Welcome back, grunge rock!


 Here are a few random tidbits that may or may not help on Trivia Crack:

*Before deciding on Pearl Jam, the band originally called themselves Mookie Blaylock. They had to give the name up because the real Mookie Blaylock, then-NBA All-Star guard for the New Jersey Nets, still existed.
*90's Super Group Temple of the Dog features members from both Soundgarden and Pearl Jam, and the band's only release was an album paying tribute to friend and fallen bandmate Andrew Wood.
*Nirvana frontman Kurt Cobain died at the age of 27, the same age as Jimi Hendrix, Janis Joplin, Jim Morrison, and Amy Winehouse at the time of their deaths.
*Most of the bands residing in Seattle were friends. Pearl Jam's Eddie Vedder was roommates with Soundgarden singer/guitarist Chris Cornell when he first hit town.
*Dave Grohl, currently of Foo Fighters fame, was not the original drummer for Nirvana, but after auditioning, Kurt Cobain was so impressed with "how hard he hit the drums" the band re-recorded several songs that eventually became radio staples, like In Bloom, with Grohl on the drum kit.
*While both were still alive, Cobain and Vedder apparently didn't like each other very much, because of the fame thing. In later interviews, Vedder would state that there was not a direct rivalry and that Cobain was a very "quiet, sweet guy."
*The Seattle Big Four refers to Pearl Jam, Nirvana, Alice in Chains, and Soundgarden. Only two of those bands still exist today. Only one of those bands has existed continuously since its inception to now.

 
*Kurt Cobain only wanted to "write a little pop song" with Smells Like Teen Spirit. Instead, he changed the course of rock music forever.
*To the best of my knowledge, all of these guys read Beowulf in high school. So you see?

Wednesday, February 4, 2015

Happy Birthday Nick!

At the end of chapter seven of The Great Gatsby, Nick Carraway remembers that it is his birthday.

"I just remembered, today's my birthday."



As a sidebar. As a by-the-way. As a tweet to nobody. To reinforce the lack of audience, it is only Tom who responds with a mechanical "Happy birthday" while nursing a whisky at the bar.

Well, as coincidence would have it, we are currently studying chapter seven of The Great Gatsby, and today is my birthday.

Huh. "I just remembered. Today's my birthday." Thirty-five for me. That's five years Nick's elder. When I first started teaching Gatsby, I looked up to Nick as a voice of experience. Because he had years on me. But no more.

I am now older than Nick. As well as Biff and Happy Loman. I am now over a decade older than Beowulf must have been when he enters Heorot Hall to defeat Grendel. I am older than Hamlet and all of Lear's daughters. I'm old enough to be Holden's father. To offer marital advice to John Proctor. To grieve with George about Lennie and to scold Bernard Marx about John.
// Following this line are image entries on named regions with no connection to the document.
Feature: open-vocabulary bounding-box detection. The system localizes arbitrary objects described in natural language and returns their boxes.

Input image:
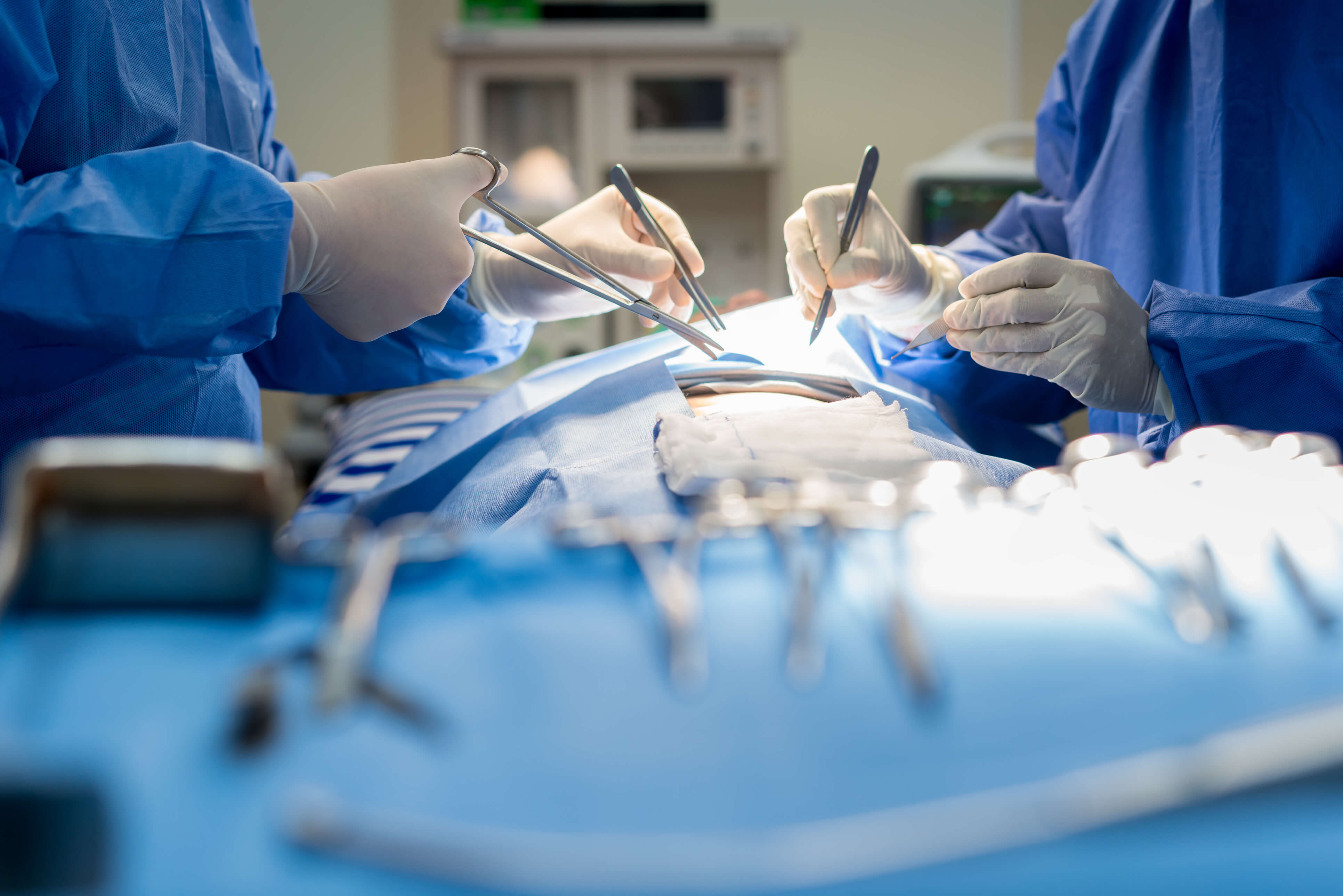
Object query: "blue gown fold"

[888,0,1343,454]
[0,0,531,457]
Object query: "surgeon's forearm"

[0,143,291,357]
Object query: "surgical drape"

[893,0,1343,451]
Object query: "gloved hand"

[943,252,1174,419]
[467,187,704,326]
[783,184,960,339]
[283,156,508,342]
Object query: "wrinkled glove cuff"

[466,241,524,325]
[867,244,964,340]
To stand shoulder to shoulder with Reverend Dimmesdale and to run away from Anton Chigurh.

I don't know what any of this means. Except to suggest that this is another cool thing about reading: the constancy of books.

No man, no. I get older. They stay the same age. Yes they do.

Or, stated more poetically, "can I handle the seasons of my life?" I believe I can, with characters standing firmly before, alongside, and behind me.